Selon notre zone géographique et notre connaissance du milieu du livre, on peut avoir du mal à trouver des publications féministes pour découvrir de nouvelles plumes ou soutenir ces efforts : on a soit les grosses plumes déjà connues qui publient dans de grosses maisons assez larges politiquement (Virginie Despentes chez Albin Michel par exemple, qui publie aussi des gens comme Nathalie Heinich), soit quelques exemples bien connus mais rares : Zones, La Découverte pour les essais, la collection Sorcières chez Cambourakis, Talents hauts pour la jeunesse et La Déferlante côté revues.

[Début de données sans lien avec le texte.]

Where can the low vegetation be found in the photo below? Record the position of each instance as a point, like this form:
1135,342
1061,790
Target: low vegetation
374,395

Or, dans un contexte de concentration de l’édition, où les maisons s’agglutinent en gros groupes dominés par des patrons pas franchement féministes (pour dire le moins) qui, marchands de livres comme marchands d’armes, se servent des deux pour les mêmes objectifs, rechercher, connaître et soutenir des maisons d’édition féministes n’est pas accessoire.
Une maison d’édition féministe, c’est quoi ? C’est une maison qui positionne clairement et ouvertement sa ligne éditoriale comme féministe. C’est une maison, évidemment, qui publie des textes féministes. Cela n’a pas forcément à être des manifestes avec le mot patriarcat à toutes les pages : il s’agit d’un angle avec lequel on peut raconter n’importe quelle histoire. C’est une maison qui veille à accueillir des voix minorisées. Enfin, c’est une maison qui tente d’appliquer des principes féministes dans son fonctionnement. Tout ceci est très concret.

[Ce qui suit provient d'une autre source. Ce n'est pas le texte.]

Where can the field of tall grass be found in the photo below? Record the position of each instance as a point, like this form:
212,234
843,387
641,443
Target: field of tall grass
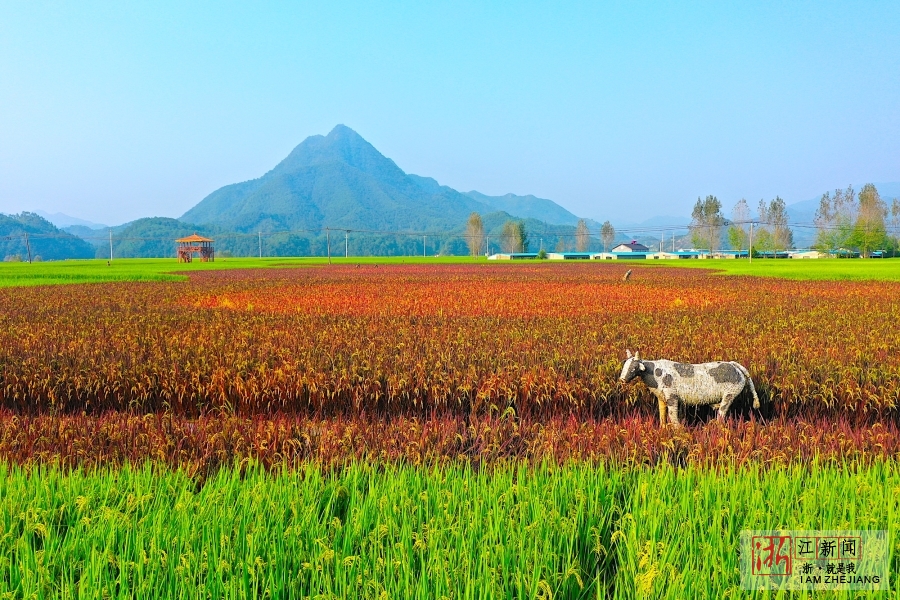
394,531
430,430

C’est Daronnes qui accompagne dans l’écriture ses autrices pour faire émerger les voix éloignées de l’écrit. C’est Blast qui mêle esthétique et engagement pour lancer des appels politiques par le sensible. C’est La ville brûle qui aligne des romans graphistes féministes incendiaires. C’est la nouvelle équipe du Passager clandestin qui transforme la maison en Scop. C’est Goater qui lance « UniversELLES », une collection sur le matrimoine pour réinscrire dans l’histoire littéraire les autrices effacées, et accueille dans sa collection de SF « Rechute » des premiers romans et des traductions d’auteurices qui bouleversent enfin les mondes imaginaires rêvés ou craints par des hommes blancs.
Ces maisons sont nécessairement indépendantes. Souvent, elles impriment en France, se montent en coopératives, sont diffusées par un diffuseur militant comme Hobo, refusent d’être distribuées par Amazon.

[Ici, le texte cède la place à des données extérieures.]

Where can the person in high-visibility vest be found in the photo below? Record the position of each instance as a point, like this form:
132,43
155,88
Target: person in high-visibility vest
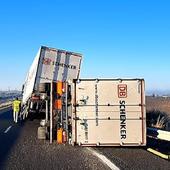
16,109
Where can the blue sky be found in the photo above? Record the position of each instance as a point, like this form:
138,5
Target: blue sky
117,38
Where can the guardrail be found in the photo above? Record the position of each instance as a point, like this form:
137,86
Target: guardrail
158,134
163,136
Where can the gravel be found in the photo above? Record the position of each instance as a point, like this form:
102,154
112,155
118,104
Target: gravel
31,153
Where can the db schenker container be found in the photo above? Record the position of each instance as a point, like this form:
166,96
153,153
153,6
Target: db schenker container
109,112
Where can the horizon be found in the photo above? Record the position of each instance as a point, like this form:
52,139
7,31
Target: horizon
117,39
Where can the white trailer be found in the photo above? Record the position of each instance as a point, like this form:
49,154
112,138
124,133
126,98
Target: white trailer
109,112
51,65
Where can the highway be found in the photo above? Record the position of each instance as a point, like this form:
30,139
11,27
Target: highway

Dans un ensemble plus large, vous pourrez trouver des livres féministes chez Anamosa, Les éditions du commun, Premiers matins de novembre ou encore L’Oie de Cravan.
Lire Ursula Le Guin, Monique Wittig, Virginia Woolf et Roxane Gay, c’est super. Mais ce qui fourmille aujourd’hui, encore vert, parfois douteux, d’une acidité réjouissante ou d’une douceur inconnue, j’en suis persuadæ, ce sont les maisons d’édition indés féministes qui vous le feront goûter.